Lessons from current Global Events

A lot of what is happening in all the centres of global influence has its springhead in policies of inclusion and exclusion adopted by different governments — By Anil Gujadhur

The new American President was elected on a campaign to “Make America Great Again”. This slogan implied that America would have fallen behind where once it was and needed to be brought back to the prime position.

Last week, the US Senate adopted a tax bill which proposes, amongst others, a reduction of the US corporate tax rate from 35% to 21%. It is seen by proponents of the Bill as a key plank for infusing a new surge of investment by US companies and hence fitting with the objective to bring back investments and jobs at home. Other analysts predict that it will eventually bring a backlash against the population by building up a huge fiscal deficit through excessive giveaways to the corporate sector, eventually making the economy heavily indebted and weaker.

There are always differences of opinion on policy matters. Time will tell whether substantive American companies will be fetched back home as a result of such a decision. But the new American administration is also busy going over past agreements the US has made with other nations.

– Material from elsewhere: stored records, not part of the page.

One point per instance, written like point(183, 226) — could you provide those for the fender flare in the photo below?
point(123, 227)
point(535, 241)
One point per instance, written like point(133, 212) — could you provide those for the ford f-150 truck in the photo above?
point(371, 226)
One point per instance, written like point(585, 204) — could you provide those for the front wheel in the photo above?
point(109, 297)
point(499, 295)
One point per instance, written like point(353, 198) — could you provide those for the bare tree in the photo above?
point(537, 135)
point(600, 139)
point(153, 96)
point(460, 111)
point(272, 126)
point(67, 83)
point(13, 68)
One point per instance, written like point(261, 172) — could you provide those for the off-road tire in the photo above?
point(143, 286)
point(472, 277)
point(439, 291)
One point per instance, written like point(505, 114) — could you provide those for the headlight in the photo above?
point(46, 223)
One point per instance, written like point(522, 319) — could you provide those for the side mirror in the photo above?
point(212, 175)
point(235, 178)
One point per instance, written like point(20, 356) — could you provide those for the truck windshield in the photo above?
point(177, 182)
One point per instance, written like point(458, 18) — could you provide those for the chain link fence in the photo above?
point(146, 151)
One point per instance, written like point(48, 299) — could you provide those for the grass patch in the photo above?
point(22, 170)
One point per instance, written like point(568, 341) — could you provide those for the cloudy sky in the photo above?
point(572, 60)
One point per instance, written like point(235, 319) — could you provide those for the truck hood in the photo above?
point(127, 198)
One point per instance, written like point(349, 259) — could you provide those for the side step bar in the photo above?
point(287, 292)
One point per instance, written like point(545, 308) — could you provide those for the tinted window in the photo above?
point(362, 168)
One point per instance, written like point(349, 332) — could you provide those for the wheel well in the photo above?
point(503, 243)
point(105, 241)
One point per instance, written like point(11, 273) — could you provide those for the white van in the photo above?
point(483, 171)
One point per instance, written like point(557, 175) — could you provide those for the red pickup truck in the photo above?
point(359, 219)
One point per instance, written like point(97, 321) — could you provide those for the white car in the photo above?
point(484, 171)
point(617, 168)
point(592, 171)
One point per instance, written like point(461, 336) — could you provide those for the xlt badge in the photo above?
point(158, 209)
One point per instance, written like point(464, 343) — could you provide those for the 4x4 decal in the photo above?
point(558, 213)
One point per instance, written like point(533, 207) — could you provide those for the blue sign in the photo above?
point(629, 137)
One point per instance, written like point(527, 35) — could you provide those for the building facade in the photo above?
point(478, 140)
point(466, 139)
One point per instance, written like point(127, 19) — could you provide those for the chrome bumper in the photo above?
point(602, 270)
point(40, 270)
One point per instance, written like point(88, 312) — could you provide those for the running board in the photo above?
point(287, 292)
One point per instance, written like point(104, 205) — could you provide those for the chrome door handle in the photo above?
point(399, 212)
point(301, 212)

This includes challenging multilateral trade agreements such as NAFTA and, lately, threatening with retaliation countries that would vote in favour of a UN Resolution against the US President’s decision to recognize Jerusalem as Israel’s capital. Undeterred, a big majority of UN members voted against the position taken by the US last week.

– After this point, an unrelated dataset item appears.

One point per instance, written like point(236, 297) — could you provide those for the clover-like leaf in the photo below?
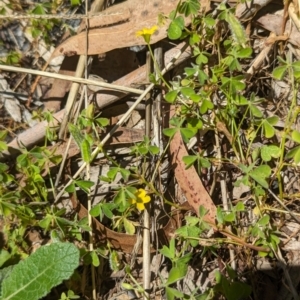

The message being conveyed is that America will triumph if it looked primarily to its own interests, irrespective of what happens to the liberal international order linking together the world economy it has helped to foster over decades past. It remains to be seen whether the primacy of a US in a world torn apart into small bits and pieces will count for very much. It should be clear however that small countries like Mauritius will hardly have much say in this kind of an emerging international order in which everyone aggressively defends his own interest first and foremost.

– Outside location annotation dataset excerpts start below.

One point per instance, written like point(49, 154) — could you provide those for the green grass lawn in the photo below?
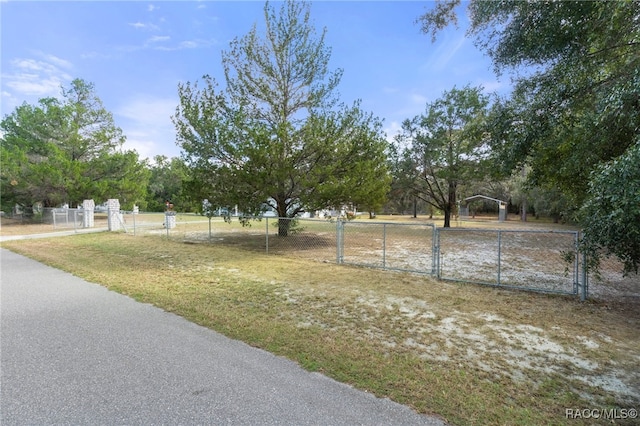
point(471, 354)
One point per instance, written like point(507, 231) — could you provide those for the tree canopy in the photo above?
point(575, 108)
point(448, 147)
point(276, 137)
point(66, 150)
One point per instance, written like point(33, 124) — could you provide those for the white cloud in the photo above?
point(156, 39)
point(146, 121)
point(392, 129)
point(29, 79)
point(444, 53)
point(144, 26)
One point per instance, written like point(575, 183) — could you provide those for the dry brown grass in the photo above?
point(474, 355)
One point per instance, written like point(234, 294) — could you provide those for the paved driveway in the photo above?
point(72, 352)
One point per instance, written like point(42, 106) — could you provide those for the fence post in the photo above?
point(585, 278)
point(384, 246)
point(436, 251)
point(339, 241)
point(499, 253)
point(267, 234)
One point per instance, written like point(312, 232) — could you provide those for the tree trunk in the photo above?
point(283, 226)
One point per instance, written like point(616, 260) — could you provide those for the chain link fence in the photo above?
point(396, 246)
point(540, 260)
point(546, 261)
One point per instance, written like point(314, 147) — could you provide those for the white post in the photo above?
point(113, 215)
point(87, 217)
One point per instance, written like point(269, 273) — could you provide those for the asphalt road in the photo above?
point(72, 352)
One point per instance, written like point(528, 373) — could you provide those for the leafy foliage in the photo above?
point(66, 151)
point(276, 138)
point(611, 213)
point(575, 109)
point(167, 183)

The same illusion of power in “splendid isolation” visited upon Britain in mid-2016. Perhaps truly unable to steer its own course as a member of the EU and increasingly overwhelmed by a flow of migrants in the midst of generally weak economic conditions for workers over a fairly long stretch of time since the Great Recession of 2008, a good number of British citizens felt that “enough is enough”. They decided to snap ties with the EU.

It is only after this decision was taken in the referendum that it would have dawned on voters in Britain how big a gap separated it from the dreamt-of standalone “glorious days of empire” and the concrete need now to seek alternative trade partners. There is no longer the confidence that Britain would easily ride over the storm single-handedly. As if sending a clear message how unconvinced they have become of brighter prospects of late, British voters have, in the last elections of mid-June 2017, given the Conservatives the reins of a minority government.

An emerging chaotic world order

Add to this demands for separatism elsewhere. Not content with the large influx of migrants into Germany and Europe, in the sequel of mismanagement, wars and unstable regimes in the home countries from which the migrants are coming, European voters have reacted by voting increasingly for far-right parties. As a result, Europe which was in need of even stronger unity and clearer direction in the face of the new American isolationism, is not quite in position to assert this kind of unity.

Elections held last week in Catalonia confirmed the tussle for secession of this region from Spain. We do not know how far this will travel but clearly the Catalan people’s feeling of being unfairly taxed by Spain and their unwillingness to participate in the State’s redistributive role are the factors which haven’t been attended to in the eyes of the majority of the people of Catalonia, let alone identity politics.

This kind of chaos is favourable to the emergence of new dominating forces at the global level. Mr Putin of Russia has been pursuing this agenda for long, as Russia was not being given a high enough position at the international table. He must be rubbing his hands in glee at the distance building up between America and Europe but also within his neighbour, Europe itself. Similarly, China which has global ambitions would find all of this a good enough distraction of the powers that be from its own consolidation as a new centre of power at the global level. A new shape of things is in view.

Lessons for Mauritius

A lot of what is happening in all these centres of global influence has its springhead in policies of inclusion and exclusion adopted by different governments. The result is that the sense of cohesion that has customarily supported national unity through taxation and social insurance systems has, at some stage, tilted offensively in favour of the few, the 1%. The majority of the population feels seriously aggrieved for having been taken for a ride.

The sorry thing is that, in retaliation against this sort of situation, they often vote fake populists to power whose real agenda is not truly the greater welfare of the masses. In 1967, when voters in Mauritius gave 44% of the votes against independence, little did they suspect that they had in fact cast a vote to defend the interests of those endowed with riches already, who felt seriously economically threatened by the prospect of independence. Sometimes, perceptions created are bigger than reality, especially when supported by immediate ground realities.

This fractured voter base has kept throwing in governments which haven’t been as strong as circumstances – especially international – have demanded. To get the trust of all, the country can avoid the extremes of selective inclusion and massive exclusion. Good governance comes in handy to deal with such matters. Public institutions and the way they conduct themselves create perceptions and need therefore to be in strong hands. Mauritius’ democratic setup is a precious instrument in the preservation of the respected state and it would help if, as time goes by, decision-making is publicly seen to be democratic enough for differences, if they arose, to be hammered out smoothly instead of being allowed to culminate in disruptive confrontations.